A tougher federal rule designed to protect sensitive health-care information is spurring interest in governance, risk and compliance tools, said TraceSecurity's Alan Fortier, who is spearheading the company's partner program.
Fortier, who was named director of channel sales at Baton Rouge, La.-based TraceSecurity in March, told CRN that the company has seen a lot of interest in its new partner program designed around TraceCSO, the company's cloud-based IT governance, risk and compliance (GRC) tool. TraceSecurity has more than 25 participants in its new program and expects to close the year with about 40 partners in place, according to Fortier.
TraceSecurity's TraceCSO tool is designed to help small and midsize businesses measure, monitor and document their ongoing information security programs. Like other GRC products, it audits systems to determine the state of the business' compliance goals and helps those running the program be able to prioritize.
"Stiffer requirements and penalties are a driving force for business, so far and away the majority of our partners are focusing on health care," he said.
HIPAA privacy and security rules initially were aimed solely at health-care providers, health plans and other entities that process health insurance claims. In January, the U.S. Department of Health and Human Services strengthened the protections for health information set under HIPAA with a final omnibus rule, expanding many of the requirements to business associates of these entities that receive protected health information.
All organizations that work with protected health information were expected to meet the regulation by Sept. 23. But solution providers told CRN that many of their clients are still struggling to balance patient care and measure security and compliance initiatives.
Arthur Hedge, CEO of Morristown, N.J.-based managed security service provider Castle Ventures, said his company saw the need to offer a GRC tool to its growing base of health-care clients, as they were turning to it for guidance on security and compliance measures. Castle Ventures monitors customers' network security appliances and conducts log analysis to uncover suspicious activity, Hedge said.
"It's a burden on midsize companies to understand the regulatory requirements, and the compliance problem is increasing dramatically for those folks," Hedge said. "This is an opportunity for the information security manager to have a tool to go in and track all this activity from a business perspective."
Meanwhile, smaller firms with limited IT staff often don't have the budget or personnel for GRC software, said Ben Goodman, president of 4A Security, a new TraceSecurity partner.
"We are positioning it as a way you can log in and get reports, drill down and track the progress of security projects," Goodman said. "Our focus is on using the tools ourselves and offering it as a portal for our customers to get access to the results -- because we say that they're not in the business of compliance, they're in business of their business."
NEXT: Health-Care Security, Compliance Programs Still In Infancy
Some of 4A Security's clients struggle with the international compliance landscape as well, where restrictions and enforcement vary by country and can negatively impact the bottom line. Data classification projects are a challenge, but they play a big role in identifying the most sensitive data and reducing burdensome encryption or tokenization requirements, Goodman said.
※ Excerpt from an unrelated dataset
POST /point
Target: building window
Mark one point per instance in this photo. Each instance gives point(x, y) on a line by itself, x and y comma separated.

"The chain of liability extends to everyone now," Goodman said. "They have to prove their compliance and they need tools that are not going to take an army to deploy and cost them an arm and a leg."
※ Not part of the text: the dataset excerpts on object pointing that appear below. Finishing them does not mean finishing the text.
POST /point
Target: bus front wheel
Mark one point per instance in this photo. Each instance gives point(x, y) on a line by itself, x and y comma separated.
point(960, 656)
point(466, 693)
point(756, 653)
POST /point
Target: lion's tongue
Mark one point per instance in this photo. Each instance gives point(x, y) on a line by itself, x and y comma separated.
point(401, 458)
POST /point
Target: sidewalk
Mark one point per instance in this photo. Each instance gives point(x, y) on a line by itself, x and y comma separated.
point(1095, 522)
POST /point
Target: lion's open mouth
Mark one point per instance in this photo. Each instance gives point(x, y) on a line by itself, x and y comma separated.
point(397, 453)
Greg Williams, a security compliance consultant for MMIC, the largest policyholder-owned medical liability insurer in the Midwest, said the company supports a variety of health-care providers -- from large hospitals and health-care systems to physician practices, outpatient and long-term-care facilities. Williams calls the health-care industry's progress substantial but still very much in its infancy in terms of adopting, embracing and managing a security program over time.
"They're all in different stages of compliance right now," Williams said. "They're all still incorporating controls and developing policies and we're helping guide them along the process."
The business of maintaining compliance has gotten increasingly complex, Williams said. For example, specialty care organizations may use business associates to help support various parts of the clinic and those third-party providers -- all with different risk profiles -- are under the same compliance requirements.
"They all have different and unique security profiles," Williams said. "One of the things that the industry struggles with is to be able to manage all their compliance needs over time."